News Letter #2

Why Including Travel in Our Lives Is Necessary,

Not Optional

  • I’ve never met anyone who came back from a trip wishing they hadn’t gone.
    But I’ve met a lot of people who wish they’d gone sooner.

    We treat travel like a luxury — something we’ll do when the timing is right, the work slows down, the kids are older, or the money feels comfortable. But travel, when you look at it closely, isn’t really a luxury at all. It’s maintenance.
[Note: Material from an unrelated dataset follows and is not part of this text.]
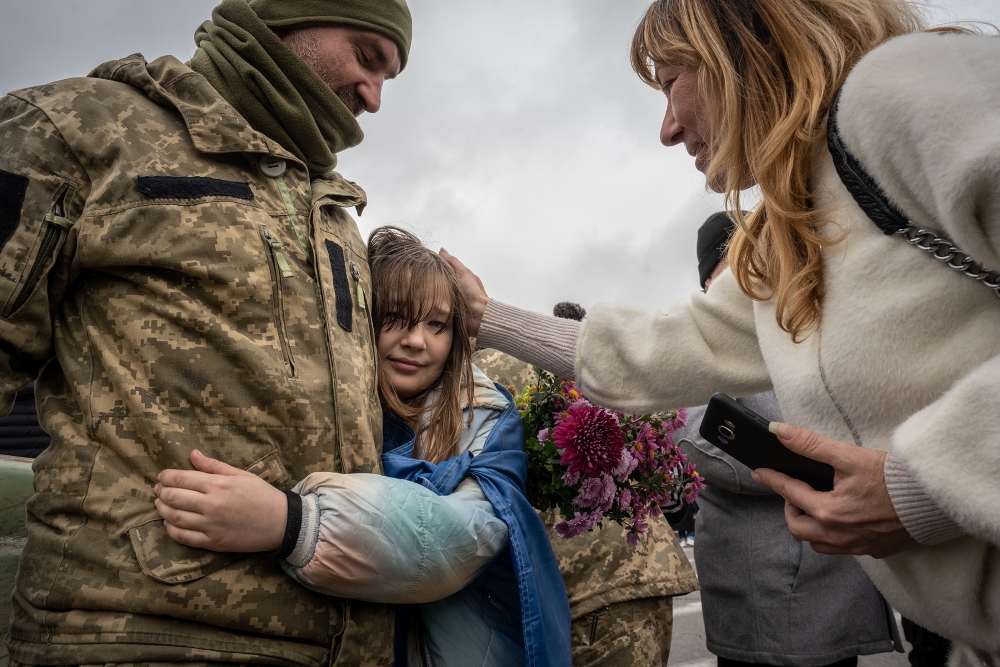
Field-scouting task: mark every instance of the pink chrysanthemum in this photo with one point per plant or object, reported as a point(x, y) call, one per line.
point(590, 439)
point(597, 493)
point(626, 466)
point(579, 524)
    It’s how we reset perspective. It’s how we remember there’s a world outside the one we’ve built to manage.

    The Distance Effect

    There’s something about physical distance that creates mental space.
    You get far enough away from your habits, your routines, your notifications — and suddenly the static quiets. You can hear yourself again.

    In Paris, it happens somewhere around day three.
    The rhythm changes. The coffee tastes like a pause. The air feels like possibility. You start to think in longer sentences, move in slower steps. The decisions that felt urgent back home feel small again — not because they aren’t real, but because they’ve finally been put back in proportion.

    That’s not escape. That’s clarity.

    Travel as Recalibration

    We think we travel to see things — museums, landmarks, menus in languages we don’t speak. But the real reason we travel is to recalibrate.

    It’s a kind of emotional architecture: stepping into a different environment to remember who we are when we’re not reacting to everyone else’s needs.

    It’s not about the city you go to. It’s about what happens when you stop carrying the weight of your own predictability.

    Necessary, Not Optional

    We spend on things that keep our lives running — the car, the bills, the subscription we forgot we had. But travel is the thing that keeps us alive.

    It’s not indulgence. It’s perspective. It’s joy. It’s the rare, reliable way to remember that life is meant to be lived — not managed.

    When you start seeing travel as necessary, you stop waiting for permission to go.

    Because the truth is: the timing will never be perfect.
    But the moment you say yes — that always is.